Not my raw file, so we can talk about the methods but not reuploading pictures from the file
Edit: reported that the user had malware before Cannot Open CR2 Raw Photo: Beginners Questions Forum: Digital Photography Review
I loaded the file in darktable with darktable -d perf and saw that Rawspeed rejected it.
Also Exiv2 and Exiftool reported unknown file type. I couldn’t even extract the embedded JPEG with dcraw. So what is the best method to analyse what is wrong?
I notice that that DPR forum user has had a virus problem in the past… maybe should be careful how one handles that file? 
Hope it was a Windows one…
Well, he was using windows… I didn’t read the whole thread. It seemed a bit vague actually. Is there any/many Linux or Mac viruses these days? I guess I’m being vague now 
Perhaps encrypted raw file due to malware.
Malware encryption programs tend to make their presence known, to extort ransom…
Then again, that should be very quickly to spot with a binary editor, esp. when you have a valid CR2 file to compare with.
But from the information available, we can only guess about the cause(s) of those files being unreadable…

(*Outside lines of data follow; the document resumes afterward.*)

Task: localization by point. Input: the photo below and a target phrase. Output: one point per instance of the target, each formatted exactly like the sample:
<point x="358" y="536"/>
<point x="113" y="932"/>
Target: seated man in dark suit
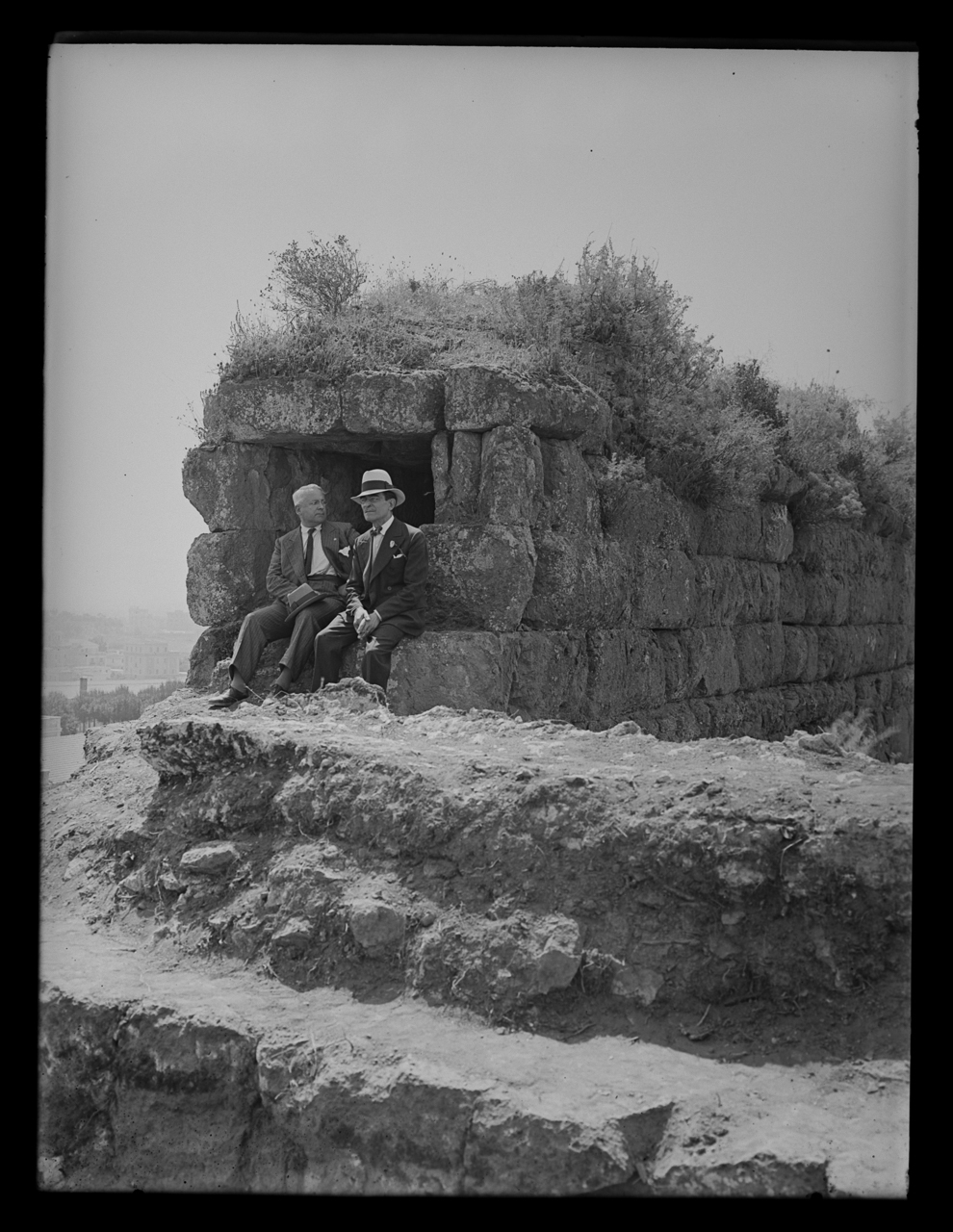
<point x="306" y="581"/>
<point x="385" y="592"/>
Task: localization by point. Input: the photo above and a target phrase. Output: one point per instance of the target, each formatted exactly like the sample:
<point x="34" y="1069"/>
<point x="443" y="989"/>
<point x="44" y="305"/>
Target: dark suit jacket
<point x="286" y="571"/>
<point x="396" y="585"/>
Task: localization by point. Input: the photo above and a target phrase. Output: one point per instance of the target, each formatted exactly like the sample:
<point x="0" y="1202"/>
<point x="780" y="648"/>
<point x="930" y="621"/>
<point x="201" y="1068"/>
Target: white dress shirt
<point x="320" y="563"/>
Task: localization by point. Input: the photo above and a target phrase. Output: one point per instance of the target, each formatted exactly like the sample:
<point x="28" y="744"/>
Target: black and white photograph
<point x="477" y="632"/>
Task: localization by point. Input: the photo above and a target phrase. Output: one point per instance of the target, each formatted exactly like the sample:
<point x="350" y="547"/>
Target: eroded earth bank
<point x="317" y="946"/>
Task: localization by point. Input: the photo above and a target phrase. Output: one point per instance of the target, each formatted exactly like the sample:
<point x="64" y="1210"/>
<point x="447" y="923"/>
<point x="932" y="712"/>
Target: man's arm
<point x="276" y="584"/>
<point x="409" y="595"/>
<point x="354" y="590"/>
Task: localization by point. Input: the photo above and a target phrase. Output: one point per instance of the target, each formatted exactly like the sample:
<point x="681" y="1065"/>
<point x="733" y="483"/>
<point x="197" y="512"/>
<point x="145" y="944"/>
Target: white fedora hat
<point x="377" y="480"/>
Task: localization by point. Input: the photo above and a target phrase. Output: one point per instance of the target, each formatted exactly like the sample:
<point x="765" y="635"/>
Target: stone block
<point x="376" y="925"/>
<point x="214" y="645"/>
<point x="456" y="669"/>
<point x="663" y="589"/>
<point x="569" y="493"/>
<point x="392" y="403"/>
<point x="272" y="410"/>
<point x="793" y="594"/>
<point x="734" y="531"/>
<point x="481" y="577"/>
<point x="826" y="599"/>
<point x="508" y="477"/>
<point x="800" y="654"/>
<point x="297" y="409"/>
<point x="627" y="674"/>
<point x="227" y="575"/>
<point x="683" y="654"/>
<point x="777" y="533"/>
<point x="462" y="491"/>
<point x="642" y="513"/>
<point x="440" y="472"/>
<point x="211" y="858"/>
<point x="250" y="487"/>
<point x="637" y="984"/>
<point x="716" y="663"/>
<point x="834" y="652"/>
<point x="550" y="677"/>
<point x="760" y="651"/>
<point x="579" y="583"/>
<point x="481" y="397"/>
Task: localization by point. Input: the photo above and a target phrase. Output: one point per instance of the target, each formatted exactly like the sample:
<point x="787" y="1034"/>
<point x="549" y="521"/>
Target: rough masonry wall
<point x="548" y="595"/>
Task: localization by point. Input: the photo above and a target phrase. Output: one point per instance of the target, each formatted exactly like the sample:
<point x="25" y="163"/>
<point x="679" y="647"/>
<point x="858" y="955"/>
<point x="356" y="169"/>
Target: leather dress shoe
<point x="227" y="699"/>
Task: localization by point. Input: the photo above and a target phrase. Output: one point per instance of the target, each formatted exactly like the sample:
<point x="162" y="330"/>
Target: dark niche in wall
<point x="339" y="465"/>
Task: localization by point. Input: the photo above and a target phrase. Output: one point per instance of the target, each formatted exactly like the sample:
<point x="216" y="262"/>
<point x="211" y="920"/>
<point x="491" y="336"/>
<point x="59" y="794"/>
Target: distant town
<point x="106" y="651"/>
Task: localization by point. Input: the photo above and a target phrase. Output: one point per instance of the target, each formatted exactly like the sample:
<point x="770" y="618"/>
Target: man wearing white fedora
<point x="385" y="593"/>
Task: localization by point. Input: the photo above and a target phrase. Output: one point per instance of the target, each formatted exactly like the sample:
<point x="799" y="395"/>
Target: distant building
<point x="69" y="660"/>
<point x="145" y="659"/>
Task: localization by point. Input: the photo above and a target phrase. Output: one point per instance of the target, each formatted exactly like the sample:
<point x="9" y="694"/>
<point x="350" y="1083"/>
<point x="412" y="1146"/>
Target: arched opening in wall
<point x="339" y="465"/>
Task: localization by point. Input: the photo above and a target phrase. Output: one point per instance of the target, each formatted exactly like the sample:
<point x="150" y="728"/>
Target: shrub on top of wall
<point x="710" y="432"/>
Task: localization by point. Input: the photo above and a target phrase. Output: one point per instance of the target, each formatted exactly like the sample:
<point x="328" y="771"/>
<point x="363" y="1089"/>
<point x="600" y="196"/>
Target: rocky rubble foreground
<point x="317" y="946"/>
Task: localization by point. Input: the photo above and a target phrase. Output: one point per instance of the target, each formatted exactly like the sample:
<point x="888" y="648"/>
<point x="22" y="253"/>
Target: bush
<point x="711" y="434"/>
<point x="319" y="280"/>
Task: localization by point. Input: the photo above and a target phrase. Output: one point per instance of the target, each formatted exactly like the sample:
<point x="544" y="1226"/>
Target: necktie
<point x="374" y="532"/>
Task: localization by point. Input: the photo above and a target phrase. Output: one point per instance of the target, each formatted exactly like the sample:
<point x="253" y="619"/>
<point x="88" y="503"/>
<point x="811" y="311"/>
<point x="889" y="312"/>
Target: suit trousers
<point x="330" y="643"/>
<point x="272" y="624"/>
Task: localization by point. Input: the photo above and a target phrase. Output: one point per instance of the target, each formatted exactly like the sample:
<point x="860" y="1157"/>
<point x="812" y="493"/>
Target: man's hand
<point x="365" y="623"/>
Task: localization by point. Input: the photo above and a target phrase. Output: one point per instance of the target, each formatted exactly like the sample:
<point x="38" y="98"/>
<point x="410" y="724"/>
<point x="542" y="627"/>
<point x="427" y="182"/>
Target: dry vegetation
<point x="710" y="432"/>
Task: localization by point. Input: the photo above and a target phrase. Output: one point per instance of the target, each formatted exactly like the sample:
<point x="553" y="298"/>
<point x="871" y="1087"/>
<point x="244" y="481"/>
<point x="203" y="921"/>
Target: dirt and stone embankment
<point x="556" y="592"/>
<point x="327" y="947"/>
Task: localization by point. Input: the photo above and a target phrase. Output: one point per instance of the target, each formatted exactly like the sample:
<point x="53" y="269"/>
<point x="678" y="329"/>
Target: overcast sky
<point x="777" y="189"/>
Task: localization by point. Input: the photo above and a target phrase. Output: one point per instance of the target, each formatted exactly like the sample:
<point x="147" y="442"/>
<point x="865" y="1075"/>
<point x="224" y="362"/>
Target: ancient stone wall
<point x="556" y="593"/>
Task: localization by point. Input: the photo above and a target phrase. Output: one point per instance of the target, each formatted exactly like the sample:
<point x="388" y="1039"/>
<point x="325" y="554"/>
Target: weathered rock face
<point x="688" y="621"/>
<point x="554" y="883"/>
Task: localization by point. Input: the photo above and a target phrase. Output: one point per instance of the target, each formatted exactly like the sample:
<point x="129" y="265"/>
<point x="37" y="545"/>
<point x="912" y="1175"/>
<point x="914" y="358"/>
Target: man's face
<point x="376" y="506"/>
<point x="311" y="508"/>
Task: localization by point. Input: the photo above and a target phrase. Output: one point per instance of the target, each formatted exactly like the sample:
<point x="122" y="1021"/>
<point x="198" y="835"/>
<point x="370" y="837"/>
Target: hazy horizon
<point x="776" y="189"/>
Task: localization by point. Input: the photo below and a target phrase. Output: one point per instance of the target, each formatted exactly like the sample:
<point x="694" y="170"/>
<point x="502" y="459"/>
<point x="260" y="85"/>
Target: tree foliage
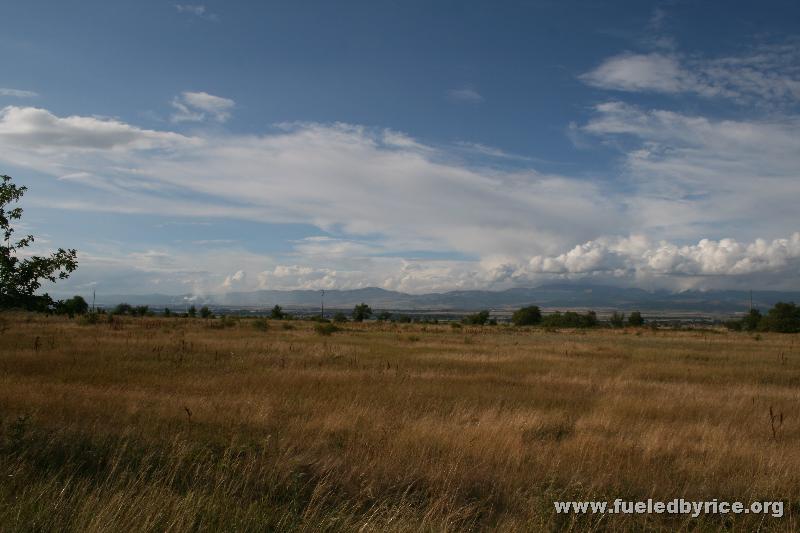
<point x="477" y="319"/>
<point x="636" y="319"/>
<point x="74" y="306"/>
<point x="570" y="319"/>
<point x="784" y="317"/>
<point x="617" y="319"/>
<point x="527" y="316"/>
<point x="361" y="312"/>
<point x="20" y="279"/>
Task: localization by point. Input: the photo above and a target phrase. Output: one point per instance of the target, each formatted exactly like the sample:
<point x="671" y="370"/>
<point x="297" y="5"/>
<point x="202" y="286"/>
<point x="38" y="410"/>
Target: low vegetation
<point x="782" y="318"/>
<point x="150" y="424"/>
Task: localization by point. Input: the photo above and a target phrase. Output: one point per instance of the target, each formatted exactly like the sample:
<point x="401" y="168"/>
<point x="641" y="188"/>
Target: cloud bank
<point x="696" y="201"/>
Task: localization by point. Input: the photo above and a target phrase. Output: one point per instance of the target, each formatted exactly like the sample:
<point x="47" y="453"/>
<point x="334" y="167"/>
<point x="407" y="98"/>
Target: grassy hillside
<point x="158" y="424"/>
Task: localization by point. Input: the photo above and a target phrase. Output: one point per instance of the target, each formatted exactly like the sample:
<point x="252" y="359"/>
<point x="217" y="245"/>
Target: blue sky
<point x="417" y="146"/>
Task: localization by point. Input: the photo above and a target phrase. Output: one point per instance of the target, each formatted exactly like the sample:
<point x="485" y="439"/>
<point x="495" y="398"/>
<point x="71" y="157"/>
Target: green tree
<point x="783" y="317"/>
<point x="527" y="316"/>
<point x="752" y="320"/>
<point x="122" y="309"/>
<point x="617" y="319"/>
<point x="636" y="319"/>
<point x="361" y="312"/>
<point x="74" y="306"/>
<point x="21" y="278"/>
<point x="477" y="319"/>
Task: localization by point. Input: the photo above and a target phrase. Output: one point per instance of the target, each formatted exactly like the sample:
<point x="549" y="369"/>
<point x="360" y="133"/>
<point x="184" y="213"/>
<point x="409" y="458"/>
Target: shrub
<point x="74" y="306"/>
<point x="361" y="312"/>
<point x="636" y="319"/>
<point x="752" y="320"/>
<point x="734" y="325"/>
<point x="527" y="316"/>
<point x="90" y="319"/>
<point x="478" y="319"/>
<point x="261" y="324"/>
<point x="617" y="319"/>
<point x="783" y="318"/>
<point x="570" y="319"/>
<point x="325" y="329"/>
<point x="122" y="309"/>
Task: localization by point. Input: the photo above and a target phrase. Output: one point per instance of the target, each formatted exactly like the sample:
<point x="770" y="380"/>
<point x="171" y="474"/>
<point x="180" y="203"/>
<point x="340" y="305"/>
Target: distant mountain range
<point x="550" y="296"/>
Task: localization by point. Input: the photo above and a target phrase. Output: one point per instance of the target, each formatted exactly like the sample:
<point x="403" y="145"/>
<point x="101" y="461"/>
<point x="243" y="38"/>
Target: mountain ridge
<point x="548" y="296"/>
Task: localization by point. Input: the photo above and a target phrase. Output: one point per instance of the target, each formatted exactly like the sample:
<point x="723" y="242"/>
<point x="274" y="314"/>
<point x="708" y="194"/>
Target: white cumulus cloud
<point x="200" y="106"/>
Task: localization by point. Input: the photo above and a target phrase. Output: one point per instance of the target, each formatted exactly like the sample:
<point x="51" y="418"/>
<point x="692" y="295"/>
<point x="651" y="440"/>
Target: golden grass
<point x="172" y="424"/>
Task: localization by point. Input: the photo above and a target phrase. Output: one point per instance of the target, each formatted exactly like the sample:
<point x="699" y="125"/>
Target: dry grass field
<point x="156" y="424"/>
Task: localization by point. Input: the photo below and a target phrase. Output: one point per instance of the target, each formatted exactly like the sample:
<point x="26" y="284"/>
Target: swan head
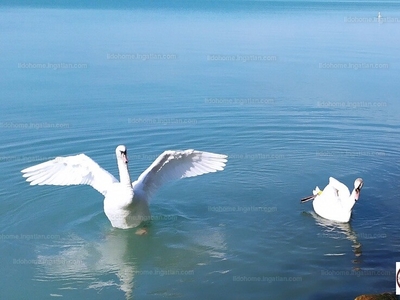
<point x="358" y="184"/>
<point x="121" y="153"/>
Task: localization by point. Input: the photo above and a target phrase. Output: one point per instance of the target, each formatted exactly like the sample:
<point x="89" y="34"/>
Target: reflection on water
<point x="121" y="256"/>
<point x="335" y="230"/>
<point x="89" y="262"/>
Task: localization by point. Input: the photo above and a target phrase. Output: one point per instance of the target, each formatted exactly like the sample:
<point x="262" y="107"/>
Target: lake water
<point x="293" y="92"/>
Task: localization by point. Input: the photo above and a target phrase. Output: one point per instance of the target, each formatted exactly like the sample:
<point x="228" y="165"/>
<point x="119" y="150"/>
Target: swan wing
<point x="342" y="191"/>
<point x="70" y="170"/>
<point x="172" y="165"/>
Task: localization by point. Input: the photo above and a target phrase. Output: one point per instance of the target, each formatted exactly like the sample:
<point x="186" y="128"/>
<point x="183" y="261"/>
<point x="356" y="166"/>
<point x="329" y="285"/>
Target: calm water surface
<point x="293" y="92"/>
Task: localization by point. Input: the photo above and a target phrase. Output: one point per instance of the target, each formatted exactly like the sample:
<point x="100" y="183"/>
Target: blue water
<point x="293" y="92"/>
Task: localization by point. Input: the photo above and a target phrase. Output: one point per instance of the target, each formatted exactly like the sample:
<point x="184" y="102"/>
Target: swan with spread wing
<point x="126" y="203"/>
<point x="335" y="202"/>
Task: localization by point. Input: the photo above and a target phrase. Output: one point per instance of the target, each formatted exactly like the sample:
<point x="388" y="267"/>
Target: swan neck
<point x="124" y="176"/>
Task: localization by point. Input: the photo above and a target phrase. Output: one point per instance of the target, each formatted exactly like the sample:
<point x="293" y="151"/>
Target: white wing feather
<point x="70" y="170"/>
<point x="173" y="165"/>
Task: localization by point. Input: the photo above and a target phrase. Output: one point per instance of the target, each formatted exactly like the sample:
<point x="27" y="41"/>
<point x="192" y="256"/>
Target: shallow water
<point x="292" y="92"/>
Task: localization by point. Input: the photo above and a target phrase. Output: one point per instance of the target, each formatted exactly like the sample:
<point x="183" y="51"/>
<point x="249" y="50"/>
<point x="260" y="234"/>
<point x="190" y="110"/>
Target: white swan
<point x="126" y="203"/>
<point x="335" y="202"/>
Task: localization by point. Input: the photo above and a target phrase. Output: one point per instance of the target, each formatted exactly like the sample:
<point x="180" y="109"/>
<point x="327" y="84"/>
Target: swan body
<point x="335" y="202"/>
<point x="126" y="203"/>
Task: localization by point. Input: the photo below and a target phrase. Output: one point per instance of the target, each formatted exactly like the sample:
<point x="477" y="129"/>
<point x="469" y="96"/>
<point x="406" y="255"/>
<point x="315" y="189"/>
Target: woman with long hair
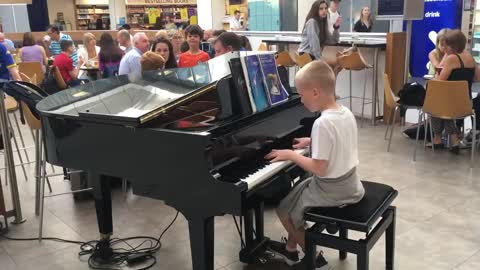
<point x="164" y="48"/>
<point x="109" y="56"/>
<point x="365" y="22"/>
<point x="315" y="34"/>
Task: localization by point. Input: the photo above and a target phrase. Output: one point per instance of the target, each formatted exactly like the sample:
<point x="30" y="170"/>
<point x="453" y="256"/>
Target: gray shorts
<point x="320" y="192"/>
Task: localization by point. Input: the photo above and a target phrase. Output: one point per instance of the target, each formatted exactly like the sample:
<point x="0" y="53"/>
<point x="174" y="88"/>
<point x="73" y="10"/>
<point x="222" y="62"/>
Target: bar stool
<point x="11" y="105"/>
<point x="352" y="60"/>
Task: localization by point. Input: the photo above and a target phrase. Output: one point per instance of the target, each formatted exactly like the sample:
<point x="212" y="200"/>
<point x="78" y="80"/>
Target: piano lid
<point x="128" y="100"/>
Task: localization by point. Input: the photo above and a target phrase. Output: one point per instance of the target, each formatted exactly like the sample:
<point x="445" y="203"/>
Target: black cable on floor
<point x="118" y="257"/>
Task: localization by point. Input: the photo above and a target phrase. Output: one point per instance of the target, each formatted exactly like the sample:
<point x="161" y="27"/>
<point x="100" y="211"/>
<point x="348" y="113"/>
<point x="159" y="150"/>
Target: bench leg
<point x="390" y="241"/>
<point x="362" y="260"/>
<point x="343" y="235"/>
<point x="310" y="251"/>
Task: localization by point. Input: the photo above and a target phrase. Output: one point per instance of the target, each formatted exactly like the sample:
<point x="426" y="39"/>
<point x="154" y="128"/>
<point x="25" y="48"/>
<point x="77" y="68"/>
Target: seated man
<point x="227" y="42"/>
<point x="65" y="64"/>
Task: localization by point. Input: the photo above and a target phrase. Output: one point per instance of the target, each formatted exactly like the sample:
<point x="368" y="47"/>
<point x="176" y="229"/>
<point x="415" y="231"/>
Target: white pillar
<point x="117" y="9"/>
<point x="210" y="13"/>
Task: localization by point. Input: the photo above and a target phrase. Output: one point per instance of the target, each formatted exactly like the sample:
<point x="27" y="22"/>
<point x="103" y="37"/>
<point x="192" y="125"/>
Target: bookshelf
<point x="87" y="15"/>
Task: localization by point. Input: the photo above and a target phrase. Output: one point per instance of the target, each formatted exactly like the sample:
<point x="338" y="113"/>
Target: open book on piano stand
<point x="177" y="136"/>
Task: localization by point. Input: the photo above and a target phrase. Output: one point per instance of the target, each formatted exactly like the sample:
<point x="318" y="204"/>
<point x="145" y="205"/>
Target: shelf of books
<point x="147" y="16"/>
<point x="88" y="15"/>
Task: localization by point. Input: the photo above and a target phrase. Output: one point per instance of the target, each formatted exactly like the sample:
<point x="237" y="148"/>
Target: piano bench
<point x="373" y="215"/>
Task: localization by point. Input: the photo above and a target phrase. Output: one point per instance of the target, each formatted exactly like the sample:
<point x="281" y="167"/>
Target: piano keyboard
<point x="269" y="171"/>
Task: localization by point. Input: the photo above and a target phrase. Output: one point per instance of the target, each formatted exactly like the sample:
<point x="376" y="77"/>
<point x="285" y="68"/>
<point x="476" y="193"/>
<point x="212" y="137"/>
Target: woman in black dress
<point x="365" y="22"/>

Oh, and there’s no reason to believe Linux or MacOS are more resistant to malware attacks than windows, as the weakest part in the defenses tends to be the wetware… But as they have a much smaller market share, they are perhaps a less attractive target.
At least Virustotal didn’t react on the file.
Depends on where the corruption came from. Was it corrupted by the camera? or after the file was stored?
The camera corruption could occur two ways, hardware issue that damaged the file, of damage that happens while storing it on the flash memory. On the computer side the hard drive could be failing, and the file was corrupted there. Is there more info about where the file corruption happened?
When I read it from that user it seems to be the hard drive.
Then you really need to use a disk repair utility. It may be able to recover the data for you. It might be the case that the data in that particular file, at the worst has a unrecoverable block or more. Is it spinning rust? or an ssd? how big is the drive? and how much time to devote to recovery if this is your only system?
CR2 is actually an extension of TIFF, so a CR2 file starts with a TIFF header. This means that the first 4 bytes are either 49 49 2A 00 or 4D 4D 00 2A. If you browse the file with a hex editor there are some recognizable things in the first bytes of the file:
If you see completely random junk instead or swathes of zeroes the file is probably FUBAR.
Didn’t compress well.
And the size is about what you would expect for a RAW file from that camera?
The raw file is downloadable in the link. 23MB. I don’t know the camera model.
Weird… the CR2 header(*) can be found deep down in the file (after about 20M of data):
Of course one can copy the tail of the file (from the TIFF II* marker to the end), but this makes a RAW files of 2.5MB, a bit small for the output of a 700D.
This looks like a filesystem corruption. If the disk hasn’t bee tinkered with, the rest of the data could possibly be in the sectors following those of the end of the file, but in the general case they could be anywhere, in one or more pieces, with some pieces already overwritten by later disk activity.
(*) In truth, not the file header but a file header. Maybe the data the owner is looking for is what is before that header, and is missing its header, which could be somewhere else on the disk, and perhaps have been included at the tail of another file. But looking for this would require a dump of the whole media.
I could read EF-S 24 mm and firmware version. Couldn’t find any embedded JPEG.
Maybe look harder:
The FFxx are JPEG format markers. And the FFD8 (“Start Of Image”) right after where something else terminates can’t be a coincidence.
Right after what looks like an XMP packet
But given that the JPEG is offset WAY deep into the file vs where it should be, the JPEG may be truncated
0x1632930 - 0x13CB6D0 = 0x267260 = 2519648 bytes (so, 2.4) before the end. The embedded thumbnails in the CR2 of my 70D (slightly larger sensor size) go from a little under 2M to 4M, depending on picture, so tight, but not hopeless.
There are actually two images: a 160x120 (the one that starts at 0x13CB6D0) and a 5184x3456 one (which is coherent with the sensor size) at 0x13CFA70:
with still significant space for a thumbnail. And since there is a end of image marker well after (0x1600720) (2.1MB further) that coincides with a change in the type of content (so it’s likely not a random pair of bytes):
… there is hope that the preview image is still complete.
But of course, we are talking about recovering the thumbnail now, not the raw data, and the author could have shot RAW+JPEG and still have a full size JPEG.